Velia war eine sehr enge Vertraute der Krähe, der sie vieles zu verdanken hatte. Entsprechend loyal war die Lupa ihr gegenüber, denn jemand der einem einst das Leben gerettet hatte verriet man nicht. Außer Helvetius Archias gab es sonst nicht viele Menschen auf der Welt, die einen Zugang zum kalten, toten Herz der Velia gefunden hatten, am ehesten vielleicht noch ein Freund von ihr namens Kyriakos, auch wenn er anfangs nur ein gesichtsloser Kunde unter vielen gewesen war. Die weiteren ein oder zwei Figuren in dieser Beziehung waren wohl nicht weiter der Rede wert, die die am meisten für sie auf irgendeine Art und Weise zählten waren Kyriakos und Helvetius Archias.
Schon den ganzen Tag hatte sie an den starken Mann aus dem Ganymed gedacht, am besten sie würde später dann einmal bei ihm vorbeisehen, doch zuvor musste sie bei Corvus Bericht erstatten.
Im Korridor vor der verschlossenen Tür zum Officium stand Velia vor einem der beiden menschlichen Bluthunde, die immerzu ihren Herrn beschützten und wartete darauf, dass sie zu Archias vorgelassen wurde.
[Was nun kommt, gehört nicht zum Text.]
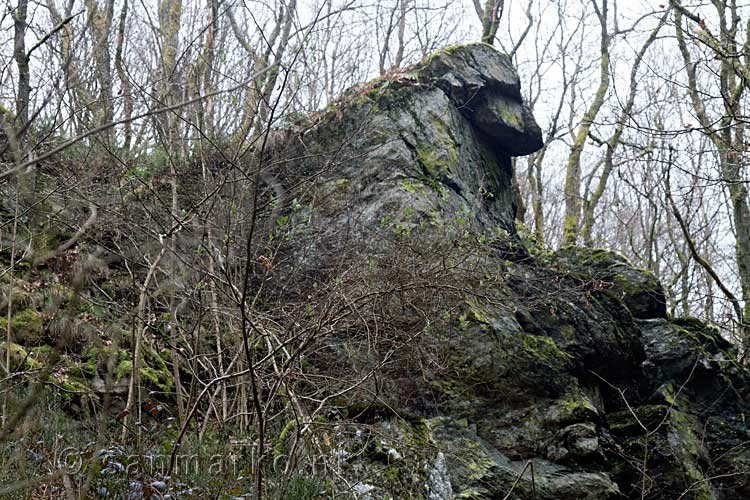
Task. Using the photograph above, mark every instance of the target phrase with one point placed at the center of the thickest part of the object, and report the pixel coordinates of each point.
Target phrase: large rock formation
(548, 375)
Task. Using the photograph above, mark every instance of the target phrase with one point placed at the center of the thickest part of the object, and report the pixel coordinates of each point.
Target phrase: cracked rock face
(484, 85)
(563, 386)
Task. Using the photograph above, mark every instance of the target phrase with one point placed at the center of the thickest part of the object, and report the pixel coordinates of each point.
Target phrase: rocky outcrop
(552, 375)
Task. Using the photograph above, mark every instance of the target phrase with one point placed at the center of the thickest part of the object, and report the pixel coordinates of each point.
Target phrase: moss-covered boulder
(639, 289)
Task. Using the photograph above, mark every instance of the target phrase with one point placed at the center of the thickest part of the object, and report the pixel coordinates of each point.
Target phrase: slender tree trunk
(572, 195)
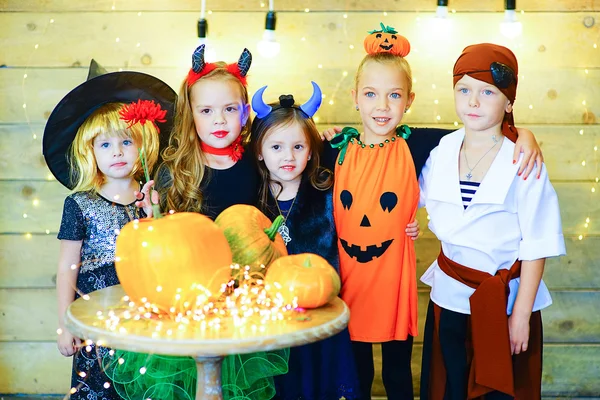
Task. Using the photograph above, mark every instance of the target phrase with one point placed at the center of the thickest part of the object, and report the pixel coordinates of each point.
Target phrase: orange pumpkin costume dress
(376, 195)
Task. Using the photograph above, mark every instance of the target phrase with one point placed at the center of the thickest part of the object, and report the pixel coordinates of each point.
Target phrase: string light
(510, 27)
(210, 53)
(269, 47)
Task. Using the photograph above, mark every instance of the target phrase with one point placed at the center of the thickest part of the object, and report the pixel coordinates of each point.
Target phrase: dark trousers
(453, 332)
(396, 368)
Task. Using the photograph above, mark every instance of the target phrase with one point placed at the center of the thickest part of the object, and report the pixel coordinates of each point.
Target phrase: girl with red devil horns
(206, 169)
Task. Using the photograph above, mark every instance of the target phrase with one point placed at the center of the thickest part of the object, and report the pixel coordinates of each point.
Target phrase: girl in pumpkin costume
(483, 335)
(92, 151)
(206, 169)
(297, 184)
(375, 194)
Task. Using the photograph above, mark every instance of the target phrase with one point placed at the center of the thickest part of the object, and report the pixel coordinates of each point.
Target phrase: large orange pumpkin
(252, 237)
(386, 40)
(308, 277)
(166, 260)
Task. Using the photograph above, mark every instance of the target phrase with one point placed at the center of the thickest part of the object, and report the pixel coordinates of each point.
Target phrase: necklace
(469, 175)
(283, 230)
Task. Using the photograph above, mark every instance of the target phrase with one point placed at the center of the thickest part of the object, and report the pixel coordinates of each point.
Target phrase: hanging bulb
(441, 24)
(210, 53)
(510, 27)
(269, 47)
(442, 9)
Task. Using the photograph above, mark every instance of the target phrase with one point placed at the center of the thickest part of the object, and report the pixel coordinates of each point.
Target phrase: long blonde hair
(183, 160)
(106, 121)
(387, 59)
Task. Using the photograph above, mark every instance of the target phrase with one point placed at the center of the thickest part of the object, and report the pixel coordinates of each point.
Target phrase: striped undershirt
(467, 190)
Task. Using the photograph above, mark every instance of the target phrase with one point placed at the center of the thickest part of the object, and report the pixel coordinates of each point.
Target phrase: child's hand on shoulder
(67, 343)
(330, 133)
(412, 230)
(143, 198)
(532, 153)
(518, 328)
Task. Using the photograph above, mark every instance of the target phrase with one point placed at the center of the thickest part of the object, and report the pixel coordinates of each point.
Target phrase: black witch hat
(100, 88)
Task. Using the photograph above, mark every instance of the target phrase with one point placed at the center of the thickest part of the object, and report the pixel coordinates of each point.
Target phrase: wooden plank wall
(47, 44)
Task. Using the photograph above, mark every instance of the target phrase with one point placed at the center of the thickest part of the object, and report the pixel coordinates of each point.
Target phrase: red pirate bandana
(495, 65)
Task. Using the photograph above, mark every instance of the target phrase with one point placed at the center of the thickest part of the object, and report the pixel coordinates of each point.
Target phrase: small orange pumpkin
(386, 40)
(307, 276)
(252, 237)
(165, 260)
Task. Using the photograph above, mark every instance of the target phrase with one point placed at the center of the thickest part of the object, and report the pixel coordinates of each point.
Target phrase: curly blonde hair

Gelangweilt blies Velia die Luft aus ihren Backen und spielte mit einer Locke ihres feuerroten Haares. Ihr war langweilig und sie hatte nichts zu tun, weshalb ihre Gedanken die Zeit dazu fanden sich einmal wieder mit sich selbst zu beschäftigen, etwas was sie normalerweise vermied zu tun. Denn genau wie sie erwartet hatte spürte sie gleich wieder diese große unangenehme Leere in sich. Eine verrußte Abgestumpftheit gegenüber jeder Art von Freude, oder Vertrauen und an Liebe dachte sie gar nicht erst. Liebe war eine ihr fremde Emotion derer sie sich nicht fähig wähnte. Ihr Herz war zu kalt, um Feuer zu fangen.
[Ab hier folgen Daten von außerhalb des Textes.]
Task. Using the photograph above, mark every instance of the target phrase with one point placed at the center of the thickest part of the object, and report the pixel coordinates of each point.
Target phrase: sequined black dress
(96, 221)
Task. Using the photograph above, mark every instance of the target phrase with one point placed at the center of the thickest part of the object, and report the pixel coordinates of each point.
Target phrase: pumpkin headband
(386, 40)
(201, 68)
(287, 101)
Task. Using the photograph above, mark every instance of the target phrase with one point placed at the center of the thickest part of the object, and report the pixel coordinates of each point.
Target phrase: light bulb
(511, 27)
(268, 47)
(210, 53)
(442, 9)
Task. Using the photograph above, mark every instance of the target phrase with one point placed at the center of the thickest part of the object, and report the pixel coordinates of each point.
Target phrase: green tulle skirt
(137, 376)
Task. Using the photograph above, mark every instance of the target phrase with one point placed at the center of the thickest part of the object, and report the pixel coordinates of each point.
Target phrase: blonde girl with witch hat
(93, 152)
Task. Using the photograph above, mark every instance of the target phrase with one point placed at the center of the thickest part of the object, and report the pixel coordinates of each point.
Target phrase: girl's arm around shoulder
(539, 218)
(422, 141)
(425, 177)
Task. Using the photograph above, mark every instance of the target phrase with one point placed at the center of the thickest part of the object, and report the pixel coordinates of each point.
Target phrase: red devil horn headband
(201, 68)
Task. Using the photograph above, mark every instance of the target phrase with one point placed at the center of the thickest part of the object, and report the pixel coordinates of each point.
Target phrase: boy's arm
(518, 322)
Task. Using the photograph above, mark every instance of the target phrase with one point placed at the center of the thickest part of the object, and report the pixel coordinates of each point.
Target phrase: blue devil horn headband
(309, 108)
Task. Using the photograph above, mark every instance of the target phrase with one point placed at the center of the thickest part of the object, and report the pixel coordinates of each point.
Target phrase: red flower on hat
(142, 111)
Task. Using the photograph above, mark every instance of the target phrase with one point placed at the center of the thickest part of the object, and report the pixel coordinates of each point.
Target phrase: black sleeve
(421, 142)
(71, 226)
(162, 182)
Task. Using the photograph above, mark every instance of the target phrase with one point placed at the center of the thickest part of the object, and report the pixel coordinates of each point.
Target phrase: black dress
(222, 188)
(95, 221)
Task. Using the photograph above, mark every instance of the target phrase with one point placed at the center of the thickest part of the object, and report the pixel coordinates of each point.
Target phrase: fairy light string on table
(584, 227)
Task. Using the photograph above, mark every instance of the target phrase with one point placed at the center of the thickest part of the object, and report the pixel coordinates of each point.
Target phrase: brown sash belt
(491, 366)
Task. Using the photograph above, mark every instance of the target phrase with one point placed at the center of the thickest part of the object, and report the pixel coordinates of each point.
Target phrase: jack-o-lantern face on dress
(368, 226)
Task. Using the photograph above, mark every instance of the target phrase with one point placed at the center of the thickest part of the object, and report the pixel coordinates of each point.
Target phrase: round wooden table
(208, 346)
Na toll und schon hatte sie wieder diese verdammte Melancholie unter Kontrolle, die sich immer regte, wenn sie sich einen etwas genaueren Blick in ihr Seelenleben gestattete. Von sich selbst genervt blies sie die Luft scharf durch die Nase aus.
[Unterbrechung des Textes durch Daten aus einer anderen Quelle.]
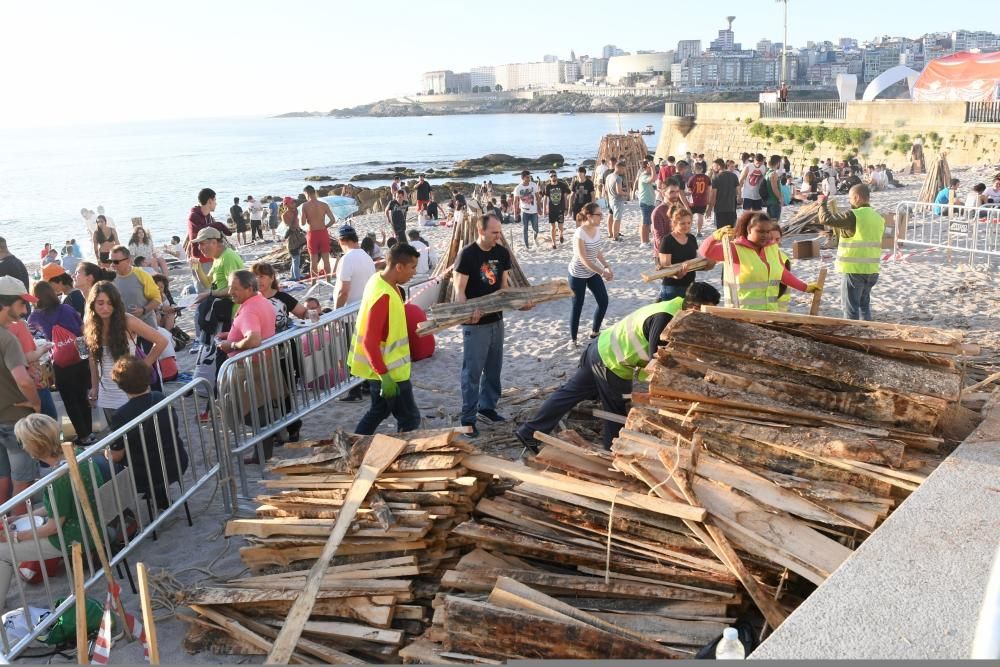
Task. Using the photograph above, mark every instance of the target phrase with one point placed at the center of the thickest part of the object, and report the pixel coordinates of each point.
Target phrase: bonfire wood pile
(371, 597)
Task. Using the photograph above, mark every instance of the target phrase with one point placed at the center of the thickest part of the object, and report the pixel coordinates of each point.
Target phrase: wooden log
(510, 470)
(380, 455)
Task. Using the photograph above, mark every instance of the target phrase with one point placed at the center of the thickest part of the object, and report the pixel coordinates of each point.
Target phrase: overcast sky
(105, 61)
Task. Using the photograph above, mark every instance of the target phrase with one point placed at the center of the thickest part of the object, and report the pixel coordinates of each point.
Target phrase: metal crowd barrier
(971, 232)
(266, 389)
(126, 517)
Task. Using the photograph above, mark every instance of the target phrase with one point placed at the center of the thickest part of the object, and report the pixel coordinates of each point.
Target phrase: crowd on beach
(102, 333)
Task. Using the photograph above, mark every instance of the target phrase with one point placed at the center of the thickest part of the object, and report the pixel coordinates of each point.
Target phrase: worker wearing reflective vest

Da endlich öffnete sich die Tür, was bedeutete, dass der gerade anwesend gewesene Hauptmann mittlerweile durch den Zweitausgang Archias' Büro verlassen hatte und sie selbst an der Reihe war. Mit ihren stechend grünen Augen blickte sie zur Tür und konnte schon wieder lächeln angesichts des bevorstehenden Treffens mit der Krähe. Es war, als wenn eine geistige Schranke in ihr heruntergefallen wäre. Klappe zu, Affe tot und schon spürte sie nichts mehr von ihrer inneren Leere, wo sie jetzt wieder ein Ziel hatte auf das sie sich konzentrieren konnte, wenn es auch bloß so etwas banales wie ein Gespräch war. Sie betrat das Büro und dort war auch schon der alte Mann mit dem grauen Haar, der sie bei seinem Anblick auf ihrer Zunge herumkauen ließ. Sie war fasziniert von diesem Mann und das auf verschiedenen Ebenen. Teils speiste sich diese Faszination von ihrer Sicht auf ihn wie auf einen Vater, oder einem Mentor, dann jedoch wiederum auch aus der Attraktivität eines potenten, älteren Mannes heraus mit jener maskulinen Austrahlung, wie sie kein Jüngling je zustande bringen mochte und auch sonst kein junger Erwachsener. Beides zusammen, Vaterfigur und die Attraktivität als Mann, ergab eine ziehmlich ungesunde Mischung an Gefühlen, doch Velia war das egal. Archias war wohl der einzige Mensch auf dem Planeten vor dem sie sogar so etwas wie eine devote Haltung zeigte.
So biss sie sich auf die Lippen beim Gang zum Stuhl vor Archias' Schreibtisch und setzte sich, wie ihr geheißen. "Salve, Corvus, ich habe in der Tat ein wenig etwas zu berichten."
Doch anstatt gleich weiterzusprechen wie von ihr verlangt, schloss sie den Mund wieder und hielt Archias mit ihrem Blick fixiert. Nach einigen Momenten des Schweigens begann sie die Krähe leicht anzugrinsen, wenn auch diese Gefühlsäußerung nicht ihre Augen erreichte.